The solution is to get first the counts of items per domain aggregating counts on the field "metadata.hostname" which is used for routing documents to shards. The idea is to find the domains where the counts differ and then compare only the per-domain lists. Let's do it:
curl -s -H Content-Type:application/json -XGET http://localhost:9200/status/_search --data '{
"aggs" : {
"agg" : {
"terms" : {
"field" : "metadata.hostname",
"size" : 100000
}
}
}
}' | jq --raw-output '.aggregations.agg.buckets[] | [(.doc_count|tostring),.key] | join("\t")' \
| rev | sort | rev >domain_counts_new_index.txt
A short explanation what this command does:
- we send an aggregation query to the Elasticsearch index which counts documents per domain name (kept in "metadata.hostname")

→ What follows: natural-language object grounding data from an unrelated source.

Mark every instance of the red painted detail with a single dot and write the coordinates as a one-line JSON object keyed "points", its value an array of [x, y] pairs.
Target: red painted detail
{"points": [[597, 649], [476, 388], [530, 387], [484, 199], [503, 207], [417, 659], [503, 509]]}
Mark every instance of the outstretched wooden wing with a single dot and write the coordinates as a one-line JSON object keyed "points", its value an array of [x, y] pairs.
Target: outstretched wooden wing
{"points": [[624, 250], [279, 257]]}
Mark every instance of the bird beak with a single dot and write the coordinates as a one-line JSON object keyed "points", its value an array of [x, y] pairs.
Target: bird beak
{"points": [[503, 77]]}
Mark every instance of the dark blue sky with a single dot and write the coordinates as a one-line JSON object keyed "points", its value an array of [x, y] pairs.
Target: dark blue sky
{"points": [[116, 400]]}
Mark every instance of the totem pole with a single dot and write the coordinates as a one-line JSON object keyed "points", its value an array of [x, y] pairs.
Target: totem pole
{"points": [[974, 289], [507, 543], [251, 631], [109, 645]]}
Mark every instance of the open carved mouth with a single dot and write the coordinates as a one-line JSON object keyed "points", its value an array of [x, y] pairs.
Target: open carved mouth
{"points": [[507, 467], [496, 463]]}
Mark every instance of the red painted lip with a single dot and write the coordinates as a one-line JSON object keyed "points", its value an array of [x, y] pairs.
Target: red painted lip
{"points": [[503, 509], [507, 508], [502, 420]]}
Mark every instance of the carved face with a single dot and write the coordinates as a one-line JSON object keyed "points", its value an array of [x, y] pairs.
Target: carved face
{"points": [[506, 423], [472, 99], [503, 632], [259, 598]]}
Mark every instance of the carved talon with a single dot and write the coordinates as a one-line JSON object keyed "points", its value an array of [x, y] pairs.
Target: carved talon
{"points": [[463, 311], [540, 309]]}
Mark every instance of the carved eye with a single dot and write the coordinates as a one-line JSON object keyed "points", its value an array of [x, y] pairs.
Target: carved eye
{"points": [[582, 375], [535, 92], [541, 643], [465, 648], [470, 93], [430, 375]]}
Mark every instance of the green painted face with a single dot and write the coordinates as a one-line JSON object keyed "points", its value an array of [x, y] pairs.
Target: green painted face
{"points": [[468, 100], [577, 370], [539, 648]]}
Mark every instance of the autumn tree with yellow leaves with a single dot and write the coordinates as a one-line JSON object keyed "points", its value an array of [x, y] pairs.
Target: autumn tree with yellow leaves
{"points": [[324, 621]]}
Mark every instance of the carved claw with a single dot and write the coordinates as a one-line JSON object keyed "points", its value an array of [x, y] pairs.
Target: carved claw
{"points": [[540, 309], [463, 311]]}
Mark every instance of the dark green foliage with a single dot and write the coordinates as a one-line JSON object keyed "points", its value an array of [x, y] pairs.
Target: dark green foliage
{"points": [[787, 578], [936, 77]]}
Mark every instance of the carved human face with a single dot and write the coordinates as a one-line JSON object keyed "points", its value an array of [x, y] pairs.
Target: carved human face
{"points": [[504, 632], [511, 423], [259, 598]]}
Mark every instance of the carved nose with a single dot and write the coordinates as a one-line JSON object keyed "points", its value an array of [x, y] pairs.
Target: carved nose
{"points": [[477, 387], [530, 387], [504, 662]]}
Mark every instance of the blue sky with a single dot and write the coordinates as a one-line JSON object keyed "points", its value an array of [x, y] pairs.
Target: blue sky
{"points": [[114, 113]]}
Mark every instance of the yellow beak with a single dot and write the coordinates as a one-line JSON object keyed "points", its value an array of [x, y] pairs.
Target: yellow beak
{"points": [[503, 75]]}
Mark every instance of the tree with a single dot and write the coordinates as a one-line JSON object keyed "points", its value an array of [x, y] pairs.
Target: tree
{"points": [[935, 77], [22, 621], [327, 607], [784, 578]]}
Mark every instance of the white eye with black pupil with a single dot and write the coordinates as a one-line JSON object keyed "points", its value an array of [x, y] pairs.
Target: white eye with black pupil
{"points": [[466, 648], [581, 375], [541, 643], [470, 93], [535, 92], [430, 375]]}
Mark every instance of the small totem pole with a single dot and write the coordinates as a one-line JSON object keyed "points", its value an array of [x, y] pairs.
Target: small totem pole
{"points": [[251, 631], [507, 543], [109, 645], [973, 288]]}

- the JSON output is processed by jq and the output is written into a text file with two columns – count and domain name
- the list is sorted using reversed strings – this keeps the counts together per top-level domain, domain, subdomain which makes the comparison easier
The procedure to get the per-domain counts from the old index is the same. After we have both lists we can compare them side by side:
%> diff -y domain_counts_old_index.txt domain_counts_new_index.txt
...
4 athletics.africa | 80 athletics.africa
76 www.athletics.africa <
108 chri.ca 108 chri.ca
2 www.alta-frequenza.corsica | 2 alta-frequenza.corsica
2 corsenetinfos.corsica | 3 corsenetinfos.corsica
1 www.corsenetinfos.corsica <
...
Already the first difference brought up the reason for the differences between the old and new index! You remember, there was this issue with domain names changing over time with different versions of the public suffix list? It was one of the reasons why the reindexing topology had been introduced, see
#684 and
news-crawler#28). If the routing key is not stable it might happen that the same URL is indexed twice with different routing keys in two shards. Exactly this happened for some of the domains affected by this issue. Here is one example:
6 hr.de | 19 hr.de
2 reportage.hr.de <
1 daserste.hr.de <
11 www.hr.de <
In the new index there are only 19 items although the sum of 6 + 2 + 1 + 11 is 20. I've checked the remaining differences and the assumption has proven true: affected are only domain names either with recently introduced TLDs (
.africa has been registered by ICANN in 2017) or misclassified suffixes (
co.uk
is a valid suffix but
hr.de
is not).
Everything is fine now and the only open point is to bring the new index into production and restart the crawl topology on the new machine!